Medically reviewed by Min Clinic Staff | Updated: January 2026

Velban - General Information

Antitumor alkaloid isolated from Vinca rosea. (Merck, 11th ed.)

 

Pharmacology of Velban

Velban is a vinca alkaloid antineoplastic agent. The vinca alkaloids are structurally similar compounds comprised of 2 multiringed units: vindoline and catharanthine. The vinca alkaloids have become clinically useful since the discovery of their antitumour properties in 1959. Initially, extracts of the periwinkle plant (Catharanthus roseus) were investigated because of putative hypoglycemic properties, but were noted to cause marrow suppression in rats and antileukemic effects in vitro. Velban has some immunosuppressant effect. The vinca alkaloids are considered to be cell cycle phase-specific.

 

Velban for patients

The patient should be warned to report immediately the appearance of sore throat, fever, chills, or sore mouth. Advice should be given to avoid constipation, and the patient should be made aware that alopecia may occur and that jaw pain and pain in the organs containing tumor tissue may occur. The latter is thought possibly to result from swelling of tumor tissue during its response to treatment. Scalp hair will regrow to its pretreatment extent even with continued treatment with vinblastine sulfate. Nausea and vomiting, although not common, may occur. Any other serious medical event should be reported to the physician.

 

Velban Interactions

Vinblastine sulfate should not be diluted with solvents that raise or lower the pH of the resulting solution from between 3.5 and 5. Solutions should be made with normal saline (with or without preservative) and should not be combined in the same container with any other chemical. Unused portions of the remaining solutions that do not contain preservatives should be discarded immediately.
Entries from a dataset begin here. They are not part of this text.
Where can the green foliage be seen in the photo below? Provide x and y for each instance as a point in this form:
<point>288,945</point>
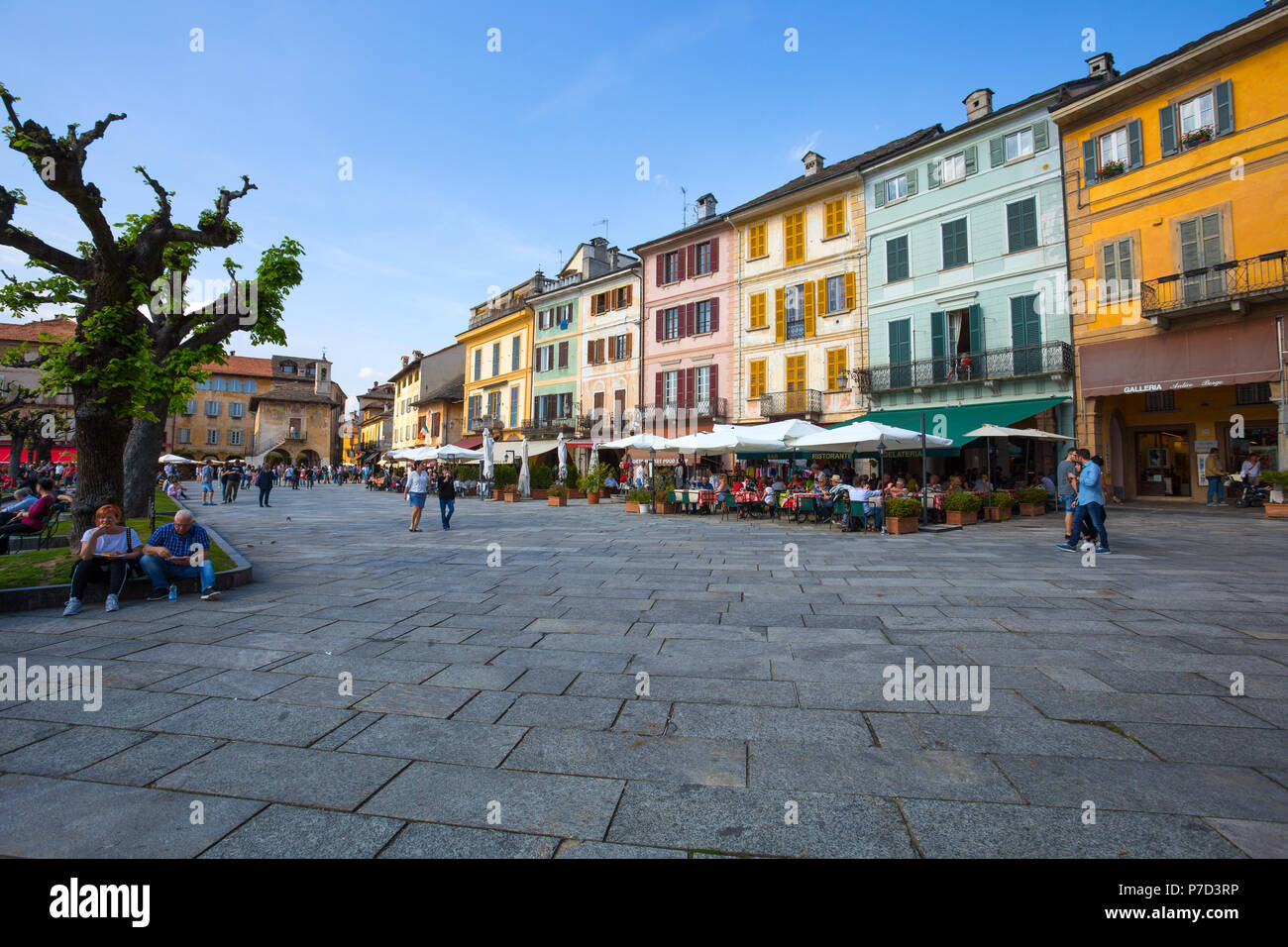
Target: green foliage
<point>903,506</point>
<point>964,502</point>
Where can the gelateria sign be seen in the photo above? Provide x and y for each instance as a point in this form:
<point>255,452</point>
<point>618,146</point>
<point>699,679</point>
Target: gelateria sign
<point>1235,354</point>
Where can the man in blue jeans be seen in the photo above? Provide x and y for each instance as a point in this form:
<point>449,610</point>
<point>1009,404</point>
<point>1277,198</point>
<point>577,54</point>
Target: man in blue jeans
<point>1091,502</point>
<point>168,554</point>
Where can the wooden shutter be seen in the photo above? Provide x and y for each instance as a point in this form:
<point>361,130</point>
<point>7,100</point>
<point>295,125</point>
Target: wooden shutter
<point>1089,162</point>
<point>1224,107</point>
<point>809,308</point>
<point>1166,131</point>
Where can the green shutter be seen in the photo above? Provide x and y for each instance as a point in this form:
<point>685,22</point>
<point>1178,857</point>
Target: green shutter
<point>1167,129</point>
<point>1089,161</point>
<point>1224,108</point>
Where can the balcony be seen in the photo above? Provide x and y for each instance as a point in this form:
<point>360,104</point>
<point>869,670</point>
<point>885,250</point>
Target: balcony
<point>993,365</point>
<point>805,403</point>
<point>1224,286</point>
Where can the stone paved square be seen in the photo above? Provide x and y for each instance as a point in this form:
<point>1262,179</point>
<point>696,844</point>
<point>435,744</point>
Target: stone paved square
<point>524,685</point>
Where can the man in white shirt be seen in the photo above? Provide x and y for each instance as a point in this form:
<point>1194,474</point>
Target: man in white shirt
<point>415,493</point>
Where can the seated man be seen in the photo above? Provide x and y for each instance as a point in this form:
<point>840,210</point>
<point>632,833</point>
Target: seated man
<point>168,553</point>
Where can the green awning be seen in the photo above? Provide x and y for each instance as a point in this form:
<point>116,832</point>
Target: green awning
<point>954,421</point>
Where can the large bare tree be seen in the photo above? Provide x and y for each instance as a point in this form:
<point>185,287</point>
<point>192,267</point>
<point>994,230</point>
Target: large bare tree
<point>136,351</point>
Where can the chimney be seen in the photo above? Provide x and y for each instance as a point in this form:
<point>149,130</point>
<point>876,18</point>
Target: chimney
<point>979,103</point>
<point>1102,64</point>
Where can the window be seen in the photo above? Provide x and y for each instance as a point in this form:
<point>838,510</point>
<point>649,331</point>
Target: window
<point>952,167</point>
<point>1113,147</point>
<point>702,317</point>
<point>1120,272</point>
<point>700,258</point>
<point>833,218</point>
<point>835,296</point>
<point>956,253</point>
<point>756,377</point>
<point>1253,393</point>
<point>1197,114</point>
<point>794,237</point>
<point>837,375</point>
<point>1019,144</point>
<point>1021,224</point>
<point>897,258</point>
<point>794,311</point>
<point>1159,401</point>
<point>671,324</point>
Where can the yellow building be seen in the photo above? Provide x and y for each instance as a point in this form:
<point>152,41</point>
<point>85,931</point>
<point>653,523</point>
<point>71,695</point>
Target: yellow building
<point>1176,191</point>
<point>497,361</point>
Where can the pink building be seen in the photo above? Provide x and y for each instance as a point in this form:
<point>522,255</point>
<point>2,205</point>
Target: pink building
<point>690,298</point>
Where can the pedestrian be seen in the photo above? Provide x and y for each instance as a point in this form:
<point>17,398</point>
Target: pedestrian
<point>1091,502</point>
<point>415,493</point>
<point>265,480</point>
<point>446,497</point>
<point>1215,475</point>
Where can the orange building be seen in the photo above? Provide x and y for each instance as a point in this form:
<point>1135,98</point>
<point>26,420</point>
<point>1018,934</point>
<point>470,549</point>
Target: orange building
<point>1176,191</point>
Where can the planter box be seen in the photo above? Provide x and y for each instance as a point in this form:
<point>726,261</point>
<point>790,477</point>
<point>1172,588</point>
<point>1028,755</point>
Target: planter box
<point>903,525</point>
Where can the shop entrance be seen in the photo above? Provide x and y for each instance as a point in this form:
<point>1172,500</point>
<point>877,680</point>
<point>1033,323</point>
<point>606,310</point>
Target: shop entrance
<point>1163,463</point>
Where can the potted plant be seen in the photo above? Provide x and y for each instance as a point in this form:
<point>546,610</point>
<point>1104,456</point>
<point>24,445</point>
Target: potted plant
<point>903,515</point>
<point>1278,480</point>
<point>541,478</point>
<point>961,509</point>
<point>1031,501</point>
<point>1000,506</point>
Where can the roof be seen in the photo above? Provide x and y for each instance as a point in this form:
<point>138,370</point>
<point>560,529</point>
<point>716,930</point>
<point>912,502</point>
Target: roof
<point>840,169</point>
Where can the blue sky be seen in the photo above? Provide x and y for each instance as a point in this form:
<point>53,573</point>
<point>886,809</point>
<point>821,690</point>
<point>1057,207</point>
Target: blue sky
<point>473,167</point>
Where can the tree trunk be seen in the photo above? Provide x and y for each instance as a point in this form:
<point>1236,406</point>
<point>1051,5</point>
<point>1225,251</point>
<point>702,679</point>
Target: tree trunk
<point>99,447</point>
<point>141,460</point>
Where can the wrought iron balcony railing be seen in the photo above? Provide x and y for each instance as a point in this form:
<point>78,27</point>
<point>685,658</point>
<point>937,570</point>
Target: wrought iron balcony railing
<point>803,403</point>
<point>1211,287</point>
<point>1024,361</point>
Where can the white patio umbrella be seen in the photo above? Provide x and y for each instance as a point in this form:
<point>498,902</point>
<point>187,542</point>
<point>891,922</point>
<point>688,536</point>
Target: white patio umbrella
<point>524,479</point>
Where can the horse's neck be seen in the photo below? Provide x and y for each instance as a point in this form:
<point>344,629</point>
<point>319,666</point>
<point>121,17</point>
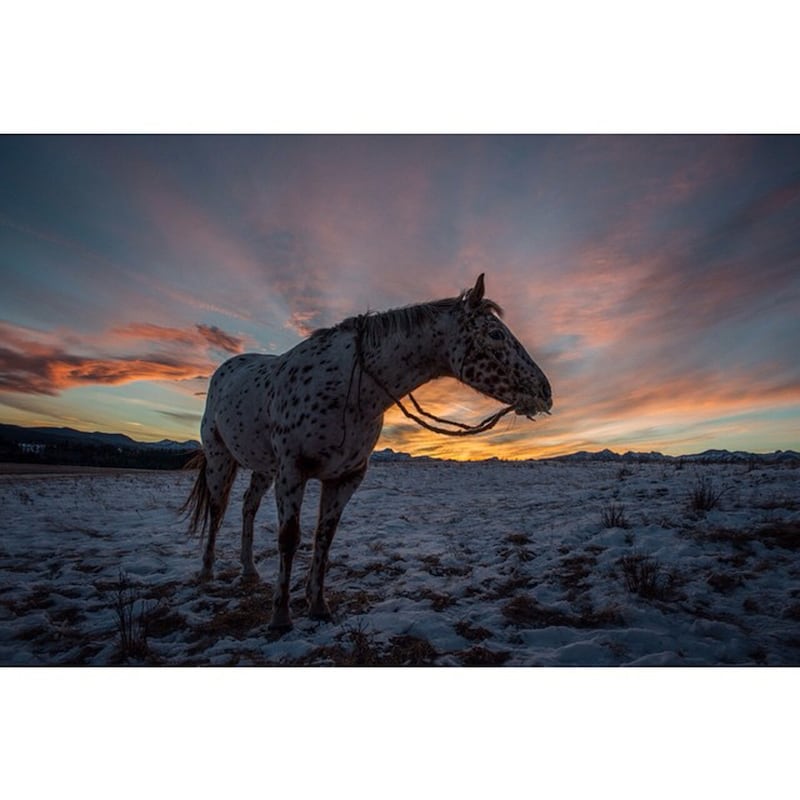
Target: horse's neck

The simultaneous oral or intravenous administration of phenytoin and antineoplastic chemotherapy combinations that included vinblastine sulfate has been reported to have reduced blood levels of the anticonvulsant and to have increased seizure activity. Dosage adjustment should be based on serial blood level monitoring. The contribution of vinblastine sulfate to this interaction is not certain. The interaction may result from either reduced absorption of phenytoin or an increase in the rate of its metabolism and elimination.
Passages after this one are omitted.